Differentiating Between Full Fat And Nonfat Greek Yogurt
Shopping involves choosing between almost similar products like nonfat and full-fat Greek yogurt. Not everyone can tell the difference, but don’t worry if you don’t. These products are very similar in both appearance and taste.
You should understand both yogurts to make an informed decision, as it’ll help you save money and time.
Major differences between full-fat and nonfat Greek yogurt include the main ingredients and stages of production. The fat tree or nonfat is made with skim, while the full fat is made using whole milk, accounting for their nutritional differences and viability for various occasions.
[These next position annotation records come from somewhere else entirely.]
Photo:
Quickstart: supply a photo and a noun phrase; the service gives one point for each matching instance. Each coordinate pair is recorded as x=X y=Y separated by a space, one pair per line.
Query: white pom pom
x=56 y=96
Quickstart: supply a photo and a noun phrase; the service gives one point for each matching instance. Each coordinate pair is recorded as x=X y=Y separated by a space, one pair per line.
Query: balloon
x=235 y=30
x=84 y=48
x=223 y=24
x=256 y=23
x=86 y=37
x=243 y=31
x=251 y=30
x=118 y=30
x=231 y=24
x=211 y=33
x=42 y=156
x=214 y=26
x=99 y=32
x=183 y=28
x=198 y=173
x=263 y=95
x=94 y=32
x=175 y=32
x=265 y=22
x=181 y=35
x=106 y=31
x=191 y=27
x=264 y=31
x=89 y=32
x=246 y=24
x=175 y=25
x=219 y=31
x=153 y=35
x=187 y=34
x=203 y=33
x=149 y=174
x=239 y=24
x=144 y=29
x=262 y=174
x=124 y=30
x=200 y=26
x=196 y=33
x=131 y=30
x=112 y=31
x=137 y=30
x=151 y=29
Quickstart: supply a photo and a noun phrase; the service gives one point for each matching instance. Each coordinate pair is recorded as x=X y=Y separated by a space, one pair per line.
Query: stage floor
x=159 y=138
Greek yogurt is slightly different from regular yogurt. The former is made by straining to remove whey proteins and sugar (lactose). The absence of lactose and liquid whey helps the yogurt get a thicker and creamier consistency as protein concentration increases.
The Greek yogurt retains high amounts of gut-friendly probiotics but loses its calcium count. Some producers retain higher calcium levels. You can take the full-fat Greek yogurt as a standalone snack with high protein and fat amounts.
The nonfat Greek yogurt has low-calorie levels making it best for those seeking low-calorie snacks. Improve your Greek yogurt snack with chia seeds, flaxseeds, fresh raspberries, or hemp hearts for additional taste and nutritional properties.
Check the nutrition labels on the full-fat and nonfat Greek yogurt to determine the nutrients your body needs most. You may also consider taste and additional properties like color. Choosing between full-fat and nonfat Greek yogurt gets easier the more you shop in the future.